The Labor Department wants stricter financial reporting requirements for labor organizations and their affiliates. Labor groups almost certainly will challenge the plan in court as they have in the past, sources told Bloomberg Law.

The DOL estimates that by December it will issue proposed rules covering “intermediate bodies” such as state, regional, or district union offices, and union “trusts.”

The two proposals out of the Office of Labor-Management Standards mirror policies from the George W. Bush administration. The Bush era faced legal challenges from the AFL-CIO and the National Education Association and were overturned altogether during the Obama presidency.

Unions likely will push back on these rules given the strain they put on finances, said Michael Hayes, an associate professor of law at the University of Baltimore and the former OLMS director under President Barack Obama.

These financial disclosure rules could cripple unions that already are struggling after the U.S. Supreme Court’s Janus v. AFSCME decision, he said. The Janus ruling prohibited public-sector unions from collecting mandatory fees from nonmember workers.

“It’s another layer of paper pushing and bureaucracy that has to be paid for,” Rosemarie Cipparulo, an assistant teaching professor at Rutgers University and labor lawyer, told Bloomberg Law. “In my mind, it’s just another way to enforce costs on unions without any real reason other than to bust public sector unions financially.”

Clarity Needed: Chamber

One proposal would require intermediate unions to file annual financial reporting forms when their parent organization separately represents private-sector employees, which means they’re covered by federal disclosure laws.

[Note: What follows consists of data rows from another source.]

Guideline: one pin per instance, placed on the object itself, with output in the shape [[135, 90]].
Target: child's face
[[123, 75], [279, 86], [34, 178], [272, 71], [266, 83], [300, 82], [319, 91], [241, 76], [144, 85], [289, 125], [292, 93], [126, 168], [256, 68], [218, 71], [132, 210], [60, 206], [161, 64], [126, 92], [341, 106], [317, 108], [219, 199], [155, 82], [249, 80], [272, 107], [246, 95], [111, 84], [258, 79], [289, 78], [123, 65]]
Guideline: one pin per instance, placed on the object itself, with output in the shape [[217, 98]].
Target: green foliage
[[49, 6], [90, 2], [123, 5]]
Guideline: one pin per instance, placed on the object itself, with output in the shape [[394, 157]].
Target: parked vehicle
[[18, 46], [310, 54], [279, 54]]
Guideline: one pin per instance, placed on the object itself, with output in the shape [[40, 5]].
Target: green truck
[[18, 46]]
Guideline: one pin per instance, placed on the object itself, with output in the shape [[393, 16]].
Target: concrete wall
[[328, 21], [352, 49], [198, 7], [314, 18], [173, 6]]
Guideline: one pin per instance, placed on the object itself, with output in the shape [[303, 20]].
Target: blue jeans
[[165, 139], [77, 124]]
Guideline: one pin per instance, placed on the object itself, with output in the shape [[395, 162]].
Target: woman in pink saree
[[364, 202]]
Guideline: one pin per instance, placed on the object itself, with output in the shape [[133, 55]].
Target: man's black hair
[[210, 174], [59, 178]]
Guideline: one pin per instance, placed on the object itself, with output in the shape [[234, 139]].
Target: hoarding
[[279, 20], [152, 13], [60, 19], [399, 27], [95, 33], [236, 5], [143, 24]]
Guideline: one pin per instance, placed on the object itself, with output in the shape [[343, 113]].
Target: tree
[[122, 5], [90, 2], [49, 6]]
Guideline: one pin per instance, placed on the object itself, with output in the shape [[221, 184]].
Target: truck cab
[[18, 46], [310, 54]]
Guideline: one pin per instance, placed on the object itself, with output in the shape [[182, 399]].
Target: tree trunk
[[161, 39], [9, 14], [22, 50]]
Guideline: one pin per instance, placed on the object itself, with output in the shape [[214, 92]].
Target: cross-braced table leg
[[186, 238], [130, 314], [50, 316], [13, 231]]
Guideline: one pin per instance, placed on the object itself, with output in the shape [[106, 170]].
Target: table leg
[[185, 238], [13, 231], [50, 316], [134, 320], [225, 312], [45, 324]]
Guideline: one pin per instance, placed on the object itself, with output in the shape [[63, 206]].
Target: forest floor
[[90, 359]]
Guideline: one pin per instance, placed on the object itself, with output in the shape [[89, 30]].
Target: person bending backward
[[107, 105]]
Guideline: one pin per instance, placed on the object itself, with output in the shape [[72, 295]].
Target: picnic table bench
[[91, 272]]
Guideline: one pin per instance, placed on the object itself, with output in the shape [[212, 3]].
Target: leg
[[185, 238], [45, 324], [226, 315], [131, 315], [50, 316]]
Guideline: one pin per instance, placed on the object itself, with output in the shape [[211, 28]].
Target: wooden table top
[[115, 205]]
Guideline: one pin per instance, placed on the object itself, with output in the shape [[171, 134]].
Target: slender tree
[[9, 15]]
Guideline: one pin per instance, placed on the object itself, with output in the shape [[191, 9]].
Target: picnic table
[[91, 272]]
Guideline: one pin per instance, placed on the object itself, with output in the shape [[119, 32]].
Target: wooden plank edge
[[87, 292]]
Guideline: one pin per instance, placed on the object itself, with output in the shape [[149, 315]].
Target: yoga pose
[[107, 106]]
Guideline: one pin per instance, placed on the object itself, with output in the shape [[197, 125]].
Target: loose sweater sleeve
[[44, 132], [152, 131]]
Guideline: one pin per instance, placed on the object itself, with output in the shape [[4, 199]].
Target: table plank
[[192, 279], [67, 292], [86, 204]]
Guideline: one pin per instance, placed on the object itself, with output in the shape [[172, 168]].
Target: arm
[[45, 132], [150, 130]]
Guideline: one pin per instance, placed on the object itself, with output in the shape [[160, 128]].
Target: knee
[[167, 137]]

The agency also aims to re-establish the Form T-1 requiring union trusts, which can include a strike fund or apprenticeship programs, to file annual spending reports.

There’s a need to clarify financial reporting requirements for unions, said Glenn Spencer, senior vice president for the U.S. Chamber of Commerce.

International unions can represent a combination of government workers and private-sector employees through local chapters. The unions also have regional labor councils and offices that don’t bargain directly for employees, but are affiliated with the union.

Those regional offices should have to disclose their finances, Spencer said. Technically, those councils do represent workers, “because you supervise locals in the field who directly represent workers.”

If those local chapters represent both private- and public-sector workers, those entities should be submitting financial disclosures, he said. If it’s clear a union only represents public workers, then the disclosure law doesn’t apply.

“It’s very burdensome and expensive to comply with these guidelines,” Hayes said, noting the union costs of hiring additional staff to comb through finances, fill out disclosure forms, and submit forms on time.

Union coffers already have been hit by the Janus case, he said. That decision has spawned lawsuits from conservative groups seeking reimbursement for union fees already paid. Twenty-five states also have right-to-work laws, allowing workers to remain outside union membership.

Given that, it makes even less sense to implement these reporting requirements. “Any employee who doesn’t want to join a union and pay dues, doesn’t have to,” Hayes said.

Previous Litigation

The NEA and its affiliates sued the Labor Department over the intermediate union rule in 2004, and will challenge the proposals again.

“This is the third time in the past year the U.S. Department of Labor has posted a notice that it intends to try to resurrect the Bush-era proposal on intermediate labor organizations,” Alice O’Brien, general counsel of the NEA, told Bloomberg Law. “On behalf of its affiliates, the National Education Association challenged the Bush-era proposal, which was subsequently rescinded, and NEA stands ready to do so again.”

The OLMS enforces the 1959 Labor-Management Reporting and Disclosure Act, which generally requires labor organizations to provide information on their constitution, bylaws, filing annual publicly accessible reports detailing expenses, assets, and officer salaries.

The AFL-CIO is watching for the proposals, but it’s too soon to say whether the federation will pursue litigation, said Matthew Ginsburg, associate general counsel for the labor federation.

Legal Basis

A union’s challenge to the proposals wouldn’t have much standing because the 1959 disclosure law is meant to be read “very broadly,” Spencer said.

The OLMS also has its own interpretive manual addressing situations where affiliates and labor councils must report finances, he said. But the criteria changes based on the type of affiliate and doesn’t provide one uniform reporting requirement for all of the forms labor affiliates can take, including union regional councils, trade councils, and state legislative boards.

It’s unlikely the DOL could get past a lawsuit arguing the policies violate the Constitution, said Rutgers’ Cipparulo.

The government can regulate private-sector unions because they’re involved in interstate commerce, but public-sector unions aren’t. The commerce clause in the Constitution gives the federal government power to regulate commerce with states and other government entities.